La toute première riposte de l’État à l’avancée du désert, c’était dans les années 70. Elle prévoyait de replanter 100 000 hectares de forêt, et cela concernait 126 parcelles. La crise économique de 1987 à 1994 a compromis cette opération. Le conflit frontalier avec le Nigeria, le harcèlement par le groupe armé Boko Haram depuis 2011, un conflit séparatiste dans les provinces anglophones du Nord-Ouest et du Sud-Ouest, et des incursions de bandes armées centrafricaines à l’est du pays ont ajouté un grain de sable supplémentaire dans le mécanisme, retardant toute avancée significative.

La sylviculture pour remplacer Sahel vert. 

L’État du Cameroun a lancé en 2020 un programme, baptisé Sylviculture de seconde génération, pour lutter contre les avancées du désert, boiser les zones arides, reboiser les forêts dégradées et fournir du bois de plantation à l’exportation.

 

Reboiser 12 millions d’hectares de forêt est l’objectif que le gouvernement camerounais s’est assigné à l’horizon 2045. Les espaces concernés sont à la fois des zones écologiques dites fragiles comme les steppes et aires désertiques du nord du pays, les forêts dégradées du centre et du sud Cameroun, ainsi que les unités forestières aménagées à l’est. Le programme mis en place pour conduire cette vaste opération est baptisé Sylviculture de seconde génération. Il consiste à créer pièce après pièce des forêts artificielles de neems, acacias ou anacardes, les variétés choisies étant fonction des zones écologiques à reconstituer. 

Au-delà des problématiques planétaires du réchauffement climatique, la reconstitution de ce couvert végétal endommagé devrait aider à remettre sur pied les bassins versants pour la retenue des eaux d’irrigation. L’autre avantage espéré est celui de villes plus vertes, puisque 2 000 hectares de forêt urbaine doivent être plantés.
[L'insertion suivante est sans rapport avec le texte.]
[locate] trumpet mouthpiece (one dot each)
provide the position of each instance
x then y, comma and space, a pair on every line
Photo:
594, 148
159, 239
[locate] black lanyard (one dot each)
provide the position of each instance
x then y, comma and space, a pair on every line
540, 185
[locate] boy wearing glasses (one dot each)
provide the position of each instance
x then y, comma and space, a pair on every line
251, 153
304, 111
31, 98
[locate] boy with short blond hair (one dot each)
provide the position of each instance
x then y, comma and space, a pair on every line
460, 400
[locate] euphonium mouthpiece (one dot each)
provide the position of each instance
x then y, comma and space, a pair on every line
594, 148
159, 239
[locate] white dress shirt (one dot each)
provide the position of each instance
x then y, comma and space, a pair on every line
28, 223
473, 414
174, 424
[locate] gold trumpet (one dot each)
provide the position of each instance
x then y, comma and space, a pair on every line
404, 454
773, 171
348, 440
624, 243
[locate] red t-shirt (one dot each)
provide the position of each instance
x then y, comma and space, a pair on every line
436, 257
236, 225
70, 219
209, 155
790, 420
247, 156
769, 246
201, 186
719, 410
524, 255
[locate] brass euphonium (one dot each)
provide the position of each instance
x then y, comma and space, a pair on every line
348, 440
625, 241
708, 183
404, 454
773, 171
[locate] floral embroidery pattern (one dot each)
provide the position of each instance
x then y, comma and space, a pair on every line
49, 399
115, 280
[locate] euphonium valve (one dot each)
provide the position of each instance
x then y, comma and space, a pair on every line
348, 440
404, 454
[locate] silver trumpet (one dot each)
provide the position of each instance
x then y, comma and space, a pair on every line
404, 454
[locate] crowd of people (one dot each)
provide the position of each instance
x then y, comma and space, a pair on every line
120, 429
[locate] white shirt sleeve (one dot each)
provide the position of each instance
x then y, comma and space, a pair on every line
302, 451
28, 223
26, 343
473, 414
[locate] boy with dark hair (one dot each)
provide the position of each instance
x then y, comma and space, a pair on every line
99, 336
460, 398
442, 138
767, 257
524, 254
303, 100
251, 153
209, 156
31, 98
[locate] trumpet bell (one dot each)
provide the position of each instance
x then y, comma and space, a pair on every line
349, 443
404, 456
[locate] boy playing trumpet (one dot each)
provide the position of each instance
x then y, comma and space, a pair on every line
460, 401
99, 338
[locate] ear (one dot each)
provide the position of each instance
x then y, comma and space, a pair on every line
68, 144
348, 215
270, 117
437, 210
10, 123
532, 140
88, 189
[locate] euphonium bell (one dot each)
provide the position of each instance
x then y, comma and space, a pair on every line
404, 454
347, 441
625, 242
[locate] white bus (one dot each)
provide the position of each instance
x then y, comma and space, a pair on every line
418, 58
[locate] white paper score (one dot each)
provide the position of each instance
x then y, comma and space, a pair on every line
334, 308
Enfin, une cadence soutenue de 4 000 ha de replantation en forêt dégradée devrait suffire à rattraper les dégâts engendrés par la coupe sauvage de bois d’exportation. 

Certaines propositions de financement de la campagne nationale de reboisement, qui devrait coûter près de 100 millions d’euros sur 25 ans, sont déjà assorties d’une condition : vendre du bois écologiquement « propre », c’est-à-dire issu de forêts artificielles.